Accuracy of AI Predictions
Published 04 June, 2015; last updated 24 November, 2020
It is unclear how informative we should expect expert predictions about AI timelines to be. Individual predictions are undoubtedly often off by many decades, since they disagree with each other. However their aggregate may still be quite informative. The main potential reason we know of to doubt the accuracy of expert predictions is that experts are generally poor predictors in many areas, and AI looks likely to be one of them. However we have not investigated how accurate ‘poor’ is, or whether AI really is such a case.
Predictions of AI timelines are likely to be biased toward optimism by roughly decades, especially if they are voluntary statements rather than surveys, and especially if they are from populations selected for optimism. We expect these factors account for less than a decade and around two decades’ difference in median predictions respectively.
Support
Considerations regarding accuracy
A number of reasons have been suggested for distrusting predictions about AI timelines:
Models of areas where people predict well
Research has produced a characterization of situations where experts predict well and where they do not. See table 1
here. AI appears to fall into several classes that go with worse predictions. However we have not investigated this evidence in depth, or the extent to which these factors purportedly influence prediction quality.
Expert predictions are generally poor
Experts are notoriously poor predictors. However our impression is that this is because of their disappointing inability to predict some things well, rather than across the board failure. For instance, experts can predict the Higgs boson’s existence, outcomes of chemical reactions, and astronomical phenomena. So the question falls back to where AI falls in the spectrum of expert predictability, discussed in the last point.
Disparate predictions
One sign that AI predictions are not very accurate is that they differ over a range of a century or so. This strongly suggests that many individual predictions are inaccurate, though not that the aggregate distribution is uninformative.
Similarity of old and new predictions
Older predictions seem to form a fairly similar distribution to more recent predictions, except for very old predictions. This is weak evidence that new predictions are not strongly affected by evidence, and are therefore more likely to be inaccurate.

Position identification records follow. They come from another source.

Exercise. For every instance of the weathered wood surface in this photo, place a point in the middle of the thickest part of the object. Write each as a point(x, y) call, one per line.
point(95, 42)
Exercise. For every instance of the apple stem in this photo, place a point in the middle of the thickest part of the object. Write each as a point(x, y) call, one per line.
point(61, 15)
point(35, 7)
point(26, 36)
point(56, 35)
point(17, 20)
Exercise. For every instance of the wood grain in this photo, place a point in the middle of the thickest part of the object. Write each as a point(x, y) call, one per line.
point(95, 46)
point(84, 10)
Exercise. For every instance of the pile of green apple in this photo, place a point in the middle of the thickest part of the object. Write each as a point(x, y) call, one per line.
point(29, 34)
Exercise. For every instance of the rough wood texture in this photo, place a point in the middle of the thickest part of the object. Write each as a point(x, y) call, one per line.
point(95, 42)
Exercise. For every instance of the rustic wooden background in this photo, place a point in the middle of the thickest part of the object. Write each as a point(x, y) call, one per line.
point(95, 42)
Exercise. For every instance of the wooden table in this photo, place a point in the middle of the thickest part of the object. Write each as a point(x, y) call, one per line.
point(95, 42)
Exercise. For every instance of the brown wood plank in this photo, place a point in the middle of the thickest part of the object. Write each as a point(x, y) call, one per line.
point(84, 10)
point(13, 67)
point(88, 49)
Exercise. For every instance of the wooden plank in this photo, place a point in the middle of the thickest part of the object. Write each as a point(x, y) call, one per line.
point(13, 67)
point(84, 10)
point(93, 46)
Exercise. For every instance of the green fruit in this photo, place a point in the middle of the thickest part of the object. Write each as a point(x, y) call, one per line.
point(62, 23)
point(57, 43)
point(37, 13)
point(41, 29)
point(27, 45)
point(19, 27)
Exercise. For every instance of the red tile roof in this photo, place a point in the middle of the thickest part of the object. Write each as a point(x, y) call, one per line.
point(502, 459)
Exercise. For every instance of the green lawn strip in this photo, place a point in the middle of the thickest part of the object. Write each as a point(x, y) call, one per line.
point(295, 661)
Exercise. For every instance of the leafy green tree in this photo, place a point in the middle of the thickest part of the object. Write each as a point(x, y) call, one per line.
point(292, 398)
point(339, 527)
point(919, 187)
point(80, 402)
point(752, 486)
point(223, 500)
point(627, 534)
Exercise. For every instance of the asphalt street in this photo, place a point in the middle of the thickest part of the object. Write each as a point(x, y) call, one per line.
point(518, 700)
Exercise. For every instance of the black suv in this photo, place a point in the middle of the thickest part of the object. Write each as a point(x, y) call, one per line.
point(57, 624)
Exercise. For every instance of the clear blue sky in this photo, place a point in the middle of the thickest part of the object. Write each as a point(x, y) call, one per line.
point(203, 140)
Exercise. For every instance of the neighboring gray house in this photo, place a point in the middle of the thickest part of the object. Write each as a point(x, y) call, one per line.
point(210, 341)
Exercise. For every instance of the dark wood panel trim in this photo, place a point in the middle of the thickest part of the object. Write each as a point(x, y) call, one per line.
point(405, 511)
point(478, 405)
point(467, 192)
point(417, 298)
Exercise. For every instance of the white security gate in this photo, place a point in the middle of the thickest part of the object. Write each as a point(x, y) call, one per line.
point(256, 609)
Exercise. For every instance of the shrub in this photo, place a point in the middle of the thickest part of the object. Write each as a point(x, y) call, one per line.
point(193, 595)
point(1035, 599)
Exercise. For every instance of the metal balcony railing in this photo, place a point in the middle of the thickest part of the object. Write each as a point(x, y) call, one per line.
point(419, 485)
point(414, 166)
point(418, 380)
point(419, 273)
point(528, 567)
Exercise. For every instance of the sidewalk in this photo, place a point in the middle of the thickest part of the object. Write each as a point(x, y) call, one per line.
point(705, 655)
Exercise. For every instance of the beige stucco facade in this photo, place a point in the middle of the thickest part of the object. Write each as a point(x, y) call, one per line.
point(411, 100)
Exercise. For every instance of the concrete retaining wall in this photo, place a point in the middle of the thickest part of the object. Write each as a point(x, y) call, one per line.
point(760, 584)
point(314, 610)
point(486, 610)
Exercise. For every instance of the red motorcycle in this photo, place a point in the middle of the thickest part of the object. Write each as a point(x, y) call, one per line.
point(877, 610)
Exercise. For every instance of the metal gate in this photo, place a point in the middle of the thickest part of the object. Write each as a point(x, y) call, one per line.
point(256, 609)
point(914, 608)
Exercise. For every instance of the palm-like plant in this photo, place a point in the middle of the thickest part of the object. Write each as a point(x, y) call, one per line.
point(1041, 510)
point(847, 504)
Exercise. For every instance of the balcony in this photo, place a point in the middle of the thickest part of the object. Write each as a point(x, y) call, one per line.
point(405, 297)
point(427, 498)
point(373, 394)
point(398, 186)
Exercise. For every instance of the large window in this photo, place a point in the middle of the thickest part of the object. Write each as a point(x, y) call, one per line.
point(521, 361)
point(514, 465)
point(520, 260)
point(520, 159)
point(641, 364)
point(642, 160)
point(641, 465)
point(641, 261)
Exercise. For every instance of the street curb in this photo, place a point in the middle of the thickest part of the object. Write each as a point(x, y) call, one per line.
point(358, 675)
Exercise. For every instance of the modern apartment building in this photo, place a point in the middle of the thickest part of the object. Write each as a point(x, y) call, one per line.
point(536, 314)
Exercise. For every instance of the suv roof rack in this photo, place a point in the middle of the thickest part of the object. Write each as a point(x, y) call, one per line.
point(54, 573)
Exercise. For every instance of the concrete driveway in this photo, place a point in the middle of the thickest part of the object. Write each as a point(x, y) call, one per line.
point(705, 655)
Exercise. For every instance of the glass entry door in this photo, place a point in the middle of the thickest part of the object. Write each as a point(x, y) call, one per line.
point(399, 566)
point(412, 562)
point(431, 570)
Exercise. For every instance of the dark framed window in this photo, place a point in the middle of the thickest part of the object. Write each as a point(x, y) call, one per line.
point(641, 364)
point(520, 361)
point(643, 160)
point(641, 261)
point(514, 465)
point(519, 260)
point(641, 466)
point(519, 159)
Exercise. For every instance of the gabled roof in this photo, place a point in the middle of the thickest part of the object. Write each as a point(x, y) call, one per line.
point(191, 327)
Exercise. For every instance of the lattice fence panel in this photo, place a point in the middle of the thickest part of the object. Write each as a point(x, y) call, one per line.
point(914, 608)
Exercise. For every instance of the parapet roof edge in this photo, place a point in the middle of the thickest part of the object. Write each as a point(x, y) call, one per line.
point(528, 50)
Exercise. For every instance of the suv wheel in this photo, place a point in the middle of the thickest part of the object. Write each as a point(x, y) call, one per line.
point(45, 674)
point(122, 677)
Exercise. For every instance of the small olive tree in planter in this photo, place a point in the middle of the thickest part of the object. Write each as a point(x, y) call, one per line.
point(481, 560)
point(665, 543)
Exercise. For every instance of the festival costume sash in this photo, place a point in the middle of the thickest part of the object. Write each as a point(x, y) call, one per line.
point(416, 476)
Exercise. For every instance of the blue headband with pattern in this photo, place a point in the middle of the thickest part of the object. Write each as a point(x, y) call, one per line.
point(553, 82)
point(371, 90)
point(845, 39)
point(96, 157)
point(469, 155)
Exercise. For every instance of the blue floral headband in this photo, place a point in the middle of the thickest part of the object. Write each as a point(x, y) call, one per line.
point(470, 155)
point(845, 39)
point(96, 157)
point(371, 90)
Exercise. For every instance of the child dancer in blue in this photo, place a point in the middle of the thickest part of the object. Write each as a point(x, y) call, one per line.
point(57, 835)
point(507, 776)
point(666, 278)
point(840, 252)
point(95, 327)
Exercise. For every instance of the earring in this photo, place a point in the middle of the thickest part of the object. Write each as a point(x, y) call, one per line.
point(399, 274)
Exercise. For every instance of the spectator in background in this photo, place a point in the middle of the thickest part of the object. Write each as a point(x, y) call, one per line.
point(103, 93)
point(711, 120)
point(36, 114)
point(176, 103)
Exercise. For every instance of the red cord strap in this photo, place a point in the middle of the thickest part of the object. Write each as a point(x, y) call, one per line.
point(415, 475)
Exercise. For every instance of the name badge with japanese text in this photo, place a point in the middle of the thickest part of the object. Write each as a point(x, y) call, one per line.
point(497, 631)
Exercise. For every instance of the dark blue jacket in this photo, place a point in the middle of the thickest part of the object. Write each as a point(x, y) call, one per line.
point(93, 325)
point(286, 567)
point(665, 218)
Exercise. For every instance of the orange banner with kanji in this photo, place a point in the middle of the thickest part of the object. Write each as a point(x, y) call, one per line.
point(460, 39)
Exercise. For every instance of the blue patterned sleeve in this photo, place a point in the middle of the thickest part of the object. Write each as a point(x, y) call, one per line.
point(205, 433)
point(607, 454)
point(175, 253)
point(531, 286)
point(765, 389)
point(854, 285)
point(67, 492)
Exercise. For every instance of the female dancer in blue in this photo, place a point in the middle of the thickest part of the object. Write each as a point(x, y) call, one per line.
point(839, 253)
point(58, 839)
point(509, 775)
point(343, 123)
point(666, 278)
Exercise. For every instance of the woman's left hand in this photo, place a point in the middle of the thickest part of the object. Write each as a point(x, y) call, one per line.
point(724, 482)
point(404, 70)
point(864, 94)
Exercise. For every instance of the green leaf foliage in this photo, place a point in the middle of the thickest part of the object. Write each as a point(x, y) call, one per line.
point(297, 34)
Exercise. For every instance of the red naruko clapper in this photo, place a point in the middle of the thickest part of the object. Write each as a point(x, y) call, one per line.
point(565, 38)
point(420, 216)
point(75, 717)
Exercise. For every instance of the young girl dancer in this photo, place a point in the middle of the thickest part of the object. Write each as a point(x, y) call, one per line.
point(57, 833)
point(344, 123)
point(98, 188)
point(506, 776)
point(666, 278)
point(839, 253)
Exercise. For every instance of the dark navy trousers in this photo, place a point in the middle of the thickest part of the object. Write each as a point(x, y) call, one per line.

Similarity of expert and lay opinions
Armstrong and Sotala found that expert and non-expert predictions look very similar. This finding is in doubt at the time of writing, due to errors in the analysis. If it were true, this would be weak evidence against experts having relevant expertise, since if they did, this might cause a difference with the opinions of lay-people. Note that it may also not, if the laypeople go to experts for information.
Predictions are about different things and often misinterpreted
Comments made around predictions of human-level AI suggest that predictors are sometimes thinking about different events as ‘AI arriving’. Even when they are predictions about the same event, ‘prediction’ can mean different things. One person might ‘predict’ the year when they think human-level AI is more likely than not, while another ‘predicts’ the year that AI seems almost certain.
This list is not necessarily complete.
Purported biases
A number of biases have been posited to affect predictions of human-level AI:
Conclusions
AI appears to exhibit several qualities characteristic of areas that people are not good at predicting. Individual AI predictions appear to be inaccurate by many decades in virtue of their disagreement. Other grounds for particularly distrusting AI predictions seem to offer weak evidence against them, if any. Our current guess is that AI predictions are less reliable than many kinds of prediction, though still potentially fairly informative.
Biases toward early estimates appear to exist, as a result of optimistic people becoming experts, and optimistic predictions being more likely to be published for various reasons. These are the only plausible substantial biases we know of.